La technique de l’EMDR a été inventée par Francine Shapiro en 1987. Elle s’appuie sur un processus physiologique naturel qui se déroule au cours de la nuit, pendant le sommeil paradoxal, lorsque le cerveau classe les informations. Pendant ce traitement de l’information, les yeux bougent de droite à gauche (mouvements oculaires rapides).

Lorsque des personnes ont été confrontées à un traumatisme, elles subissent un choc émotionnel qui va empêcher le cerveau de traiter l’information de cette manière. L’objectif de l’EMDR est de remettre en route ce processus de traitement de l’information pour « redigérer ces souvenirs enkystés, ces phénomènes traumatiques pour les intégrer de manière plus physiologique et diminuer les souffrances », indique le Dr Gil-Jardiné.

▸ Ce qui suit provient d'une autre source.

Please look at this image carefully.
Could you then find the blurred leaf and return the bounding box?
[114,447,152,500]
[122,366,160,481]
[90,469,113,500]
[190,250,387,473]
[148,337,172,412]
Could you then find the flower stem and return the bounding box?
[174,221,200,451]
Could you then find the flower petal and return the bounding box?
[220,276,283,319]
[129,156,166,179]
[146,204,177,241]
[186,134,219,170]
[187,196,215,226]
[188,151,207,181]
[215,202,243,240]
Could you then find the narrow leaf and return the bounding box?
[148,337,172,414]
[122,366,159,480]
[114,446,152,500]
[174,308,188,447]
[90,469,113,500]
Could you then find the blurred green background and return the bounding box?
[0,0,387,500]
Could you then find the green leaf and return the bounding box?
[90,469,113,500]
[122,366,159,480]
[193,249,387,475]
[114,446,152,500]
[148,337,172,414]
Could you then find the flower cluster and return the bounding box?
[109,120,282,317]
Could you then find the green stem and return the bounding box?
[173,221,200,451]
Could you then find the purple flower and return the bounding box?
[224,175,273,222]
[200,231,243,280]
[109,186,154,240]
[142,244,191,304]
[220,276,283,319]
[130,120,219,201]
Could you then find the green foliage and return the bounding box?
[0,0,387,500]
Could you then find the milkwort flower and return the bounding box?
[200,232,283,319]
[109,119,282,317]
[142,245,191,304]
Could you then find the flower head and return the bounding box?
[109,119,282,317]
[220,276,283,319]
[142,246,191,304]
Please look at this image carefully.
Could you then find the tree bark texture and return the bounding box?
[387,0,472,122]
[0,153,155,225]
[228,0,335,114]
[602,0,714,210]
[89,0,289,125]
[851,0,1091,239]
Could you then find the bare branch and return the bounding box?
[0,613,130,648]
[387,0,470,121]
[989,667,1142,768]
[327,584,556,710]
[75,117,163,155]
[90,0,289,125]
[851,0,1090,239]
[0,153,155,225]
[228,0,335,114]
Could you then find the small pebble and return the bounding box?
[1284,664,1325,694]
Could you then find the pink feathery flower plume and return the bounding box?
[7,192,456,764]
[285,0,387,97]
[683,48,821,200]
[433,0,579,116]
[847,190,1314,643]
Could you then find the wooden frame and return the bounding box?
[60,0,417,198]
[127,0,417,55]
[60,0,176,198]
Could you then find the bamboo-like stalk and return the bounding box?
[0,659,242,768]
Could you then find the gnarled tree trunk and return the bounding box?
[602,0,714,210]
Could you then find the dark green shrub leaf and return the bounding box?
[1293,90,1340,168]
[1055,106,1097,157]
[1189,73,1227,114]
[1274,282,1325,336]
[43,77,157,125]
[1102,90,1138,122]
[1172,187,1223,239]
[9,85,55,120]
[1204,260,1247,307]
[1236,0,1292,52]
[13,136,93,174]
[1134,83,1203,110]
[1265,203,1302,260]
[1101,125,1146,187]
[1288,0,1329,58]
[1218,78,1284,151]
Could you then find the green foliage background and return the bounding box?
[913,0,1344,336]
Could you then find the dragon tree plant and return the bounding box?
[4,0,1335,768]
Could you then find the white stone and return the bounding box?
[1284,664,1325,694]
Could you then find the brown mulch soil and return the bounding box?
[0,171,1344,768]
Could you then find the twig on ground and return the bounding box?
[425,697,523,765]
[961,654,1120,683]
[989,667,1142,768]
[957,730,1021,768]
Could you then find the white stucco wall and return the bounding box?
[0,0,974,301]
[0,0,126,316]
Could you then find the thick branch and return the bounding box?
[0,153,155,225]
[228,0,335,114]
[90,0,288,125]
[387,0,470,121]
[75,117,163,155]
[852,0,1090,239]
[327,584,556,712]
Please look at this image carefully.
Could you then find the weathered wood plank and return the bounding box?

En pratique, la thérapie EMDR utilise une stimulation sensorielle bi-alternée (droite-gauche) qui se pratique par mouvements oculaires. Pour cela, le patient suit les doigts du thérapeute, écoute des stimuli auditifs ou le thérapeute tapote alternativement les genoux du patient ou le dos de ses mains.

Au début de la séance, le praticien demande au patient de se concentrer sur le souvenir traumatique.

Le praticien pratique alors des séries de stimulations bilatérales alternées rapides pendant lesquelles le patient reste silencieux. Entre chaque série, le patient dit ce qu’il a ressenti (image, son, odeur, sensation physique).

Le praticien continue les stimulations jusqu’à ce que le souvenir ne génère plus de perturbations, ait perdu sa vivacité.

Ensuite, toujours avec des stimulations bilatérales alternées rapides, il aide le patient à associer à ce souvenir une pensée positive, un lieu sûr. Il s’agit de la phase de stabilisation.

Une séance d’EMDR dure généralement plus d’une heure, pendant laquelle le patient peut traverser des émotions intenses.